Russell Hendry

Personal information
- Born: 2 March 1939 (age 87) Dunedin, Otago, New Zealand
- Batting: Right-handed
- Role: Batsman

Domestic team information
- 1961/62–1973/74: Otago
- FC debut: 3 January 1962 Otago v Northern Districts
- Last FC: 7 January 1974 Otago v Canterbury
- LA debut: 2 December 1973 Otago v Canterbury
- Last LA: 9 December 1973 Otago v Auckland

Career statistics
| Competition | First-class | List A |
| Matches | 34 | 2 |
| Runs scored | 1,061 | 0 |
| Batting average | 18.61 | 0.00 |
| 100s/50s | 0/5 | 0/0 |
| Top score | 87* | 0 |
| Catches/stumpings | 18/– | 0/– |
- Source: ESPNcricinfo, 14 May 2016

= Russell Hendry =

New Zealand cricketer

Russell Hendry (born 2 March 1939) is a New Zealand former cricketer. He played 34 first-class and two List A matches for Otago between the 1961–62 and 1973–74 seasons.

Hendry was born at Dunedin in 1939 and educated at King's High School in the city. He played age-group cricket for Otago from 1957 to 1958 and first played for the provincial Second XI in 1960–61, before making his first-class debut for the representative team in a Plunket Shield fixture against Northern Districts at Carisbrook in January 1962. He scored a half-century on debut, part of a then-record Otago partnership of 123 against Northern Districts, and retained his place in the team for the remainder of the 1961–62 season.
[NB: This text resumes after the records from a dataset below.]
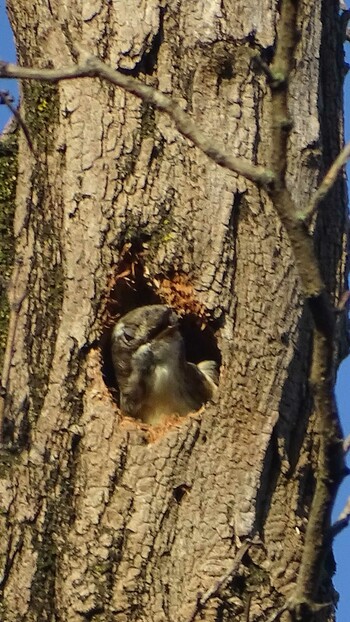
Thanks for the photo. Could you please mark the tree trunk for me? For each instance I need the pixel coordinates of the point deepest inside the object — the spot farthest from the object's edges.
(102, 517)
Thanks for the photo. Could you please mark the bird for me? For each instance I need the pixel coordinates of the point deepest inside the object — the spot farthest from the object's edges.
(154, 378)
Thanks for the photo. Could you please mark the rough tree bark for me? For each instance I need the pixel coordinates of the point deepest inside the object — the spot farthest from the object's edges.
(102, 518)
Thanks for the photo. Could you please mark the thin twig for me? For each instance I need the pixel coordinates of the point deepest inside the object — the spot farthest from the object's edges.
(92, 68)
(326, 184)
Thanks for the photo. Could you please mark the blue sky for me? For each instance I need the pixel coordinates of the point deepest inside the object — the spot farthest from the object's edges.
(342, 544)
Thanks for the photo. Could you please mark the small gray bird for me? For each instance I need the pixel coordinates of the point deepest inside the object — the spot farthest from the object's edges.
(153, 376)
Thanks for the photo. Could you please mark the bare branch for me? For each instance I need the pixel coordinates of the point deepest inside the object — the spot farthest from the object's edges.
(92, 68)
(327, 183)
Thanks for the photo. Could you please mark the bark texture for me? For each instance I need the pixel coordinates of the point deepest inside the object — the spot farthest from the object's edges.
(101, 518)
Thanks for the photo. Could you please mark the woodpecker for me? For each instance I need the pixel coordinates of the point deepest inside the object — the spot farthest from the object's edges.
(151, 370)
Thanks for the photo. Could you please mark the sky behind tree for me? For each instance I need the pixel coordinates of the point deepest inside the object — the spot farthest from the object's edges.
(342, 543)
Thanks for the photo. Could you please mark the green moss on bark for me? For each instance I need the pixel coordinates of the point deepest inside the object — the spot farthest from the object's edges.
(8, 181)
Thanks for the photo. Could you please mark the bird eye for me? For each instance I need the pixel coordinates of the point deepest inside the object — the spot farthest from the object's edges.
(128, 334)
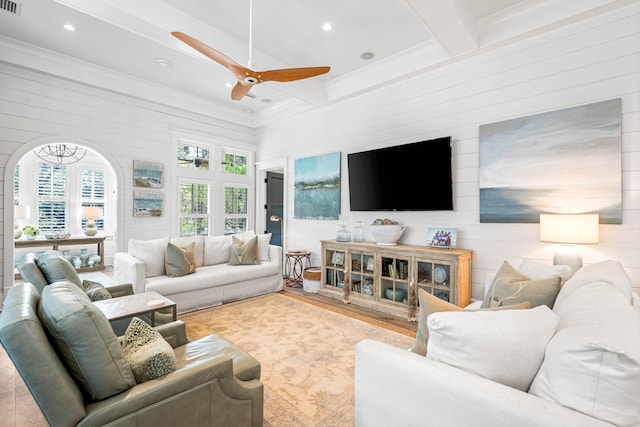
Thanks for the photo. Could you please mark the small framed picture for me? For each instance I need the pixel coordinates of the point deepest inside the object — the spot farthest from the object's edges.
(442, 237)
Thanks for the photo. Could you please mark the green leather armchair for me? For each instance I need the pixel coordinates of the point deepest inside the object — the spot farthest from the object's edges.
(216, 383)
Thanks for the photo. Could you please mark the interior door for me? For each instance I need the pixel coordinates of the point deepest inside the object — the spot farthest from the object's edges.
(275, 200)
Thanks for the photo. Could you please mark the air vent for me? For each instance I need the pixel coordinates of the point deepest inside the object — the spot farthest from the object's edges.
(10, 6)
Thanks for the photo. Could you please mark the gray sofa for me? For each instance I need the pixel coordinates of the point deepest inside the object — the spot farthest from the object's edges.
(214, 281)
(215, 384)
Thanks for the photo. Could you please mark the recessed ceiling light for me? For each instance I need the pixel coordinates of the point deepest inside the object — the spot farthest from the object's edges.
(163, 62)
(367, 56)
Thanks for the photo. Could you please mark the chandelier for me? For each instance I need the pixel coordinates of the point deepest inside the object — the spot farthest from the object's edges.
(61, 154)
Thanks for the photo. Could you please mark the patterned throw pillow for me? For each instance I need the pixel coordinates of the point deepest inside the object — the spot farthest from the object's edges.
(244, 253)
(148, 354)
(95, 291)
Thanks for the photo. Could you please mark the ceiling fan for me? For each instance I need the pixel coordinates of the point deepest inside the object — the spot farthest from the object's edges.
(246, 76)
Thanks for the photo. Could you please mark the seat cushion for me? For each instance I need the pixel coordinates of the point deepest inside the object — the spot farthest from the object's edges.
(84, 340)
(592, 364)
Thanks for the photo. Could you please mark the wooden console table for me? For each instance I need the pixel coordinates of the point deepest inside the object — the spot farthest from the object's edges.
(71, 241)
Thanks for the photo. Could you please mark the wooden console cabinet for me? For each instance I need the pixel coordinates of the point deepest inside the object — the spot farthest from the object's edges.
(380, 277)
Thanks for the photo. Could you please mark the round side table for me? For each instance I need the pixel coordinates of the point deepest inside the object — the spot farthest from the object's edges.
(294, 265)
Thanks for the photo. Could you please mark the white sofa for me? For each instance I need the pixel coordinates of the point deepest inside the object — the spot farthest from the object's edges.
(589, 375)
(214, 281)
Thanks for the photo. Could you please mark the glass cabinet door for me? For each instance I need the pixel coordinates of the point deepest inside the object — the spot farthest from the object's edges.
(362, 272)
(335, 265)
(394, 279)
(435, 278)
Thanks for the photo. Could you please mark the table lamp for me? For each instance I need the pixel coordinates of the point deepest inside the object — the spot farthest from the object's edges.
(91, 213)
(569, 229)
(19, 212)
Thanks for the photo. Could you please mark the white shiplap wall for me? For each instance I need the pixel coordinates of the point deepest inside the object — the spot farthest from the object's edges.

Described as an "elegant right-handed batsman", Hendry was a regular member of the representative team until the end of the 1966–67 season. He scored half-centuries in 1962–63, 1964–65 and 1966–67, with a highest scored of 87 not out coming in January 1965 against Northern Districts. He played only twice in 1967–68 and then dropped out of the Otago team until the 1973–74 season when he returned to captain the team in five Plunket Shield matches. He scored another half-century, making 64 against Central Districts, and played both of his List A matches during the season, although he failed to score in either of his one-day innings. In total Hendry scored 1,061 first-class runs at a batting average of 18.61 runs per innings.

After his playing career, Hendry was an Otago Cricket Association board member for 15 years and in 2012 was elected as a life-member of the association. He played club cricket for Dunedin Cricket Club and published a history of the club.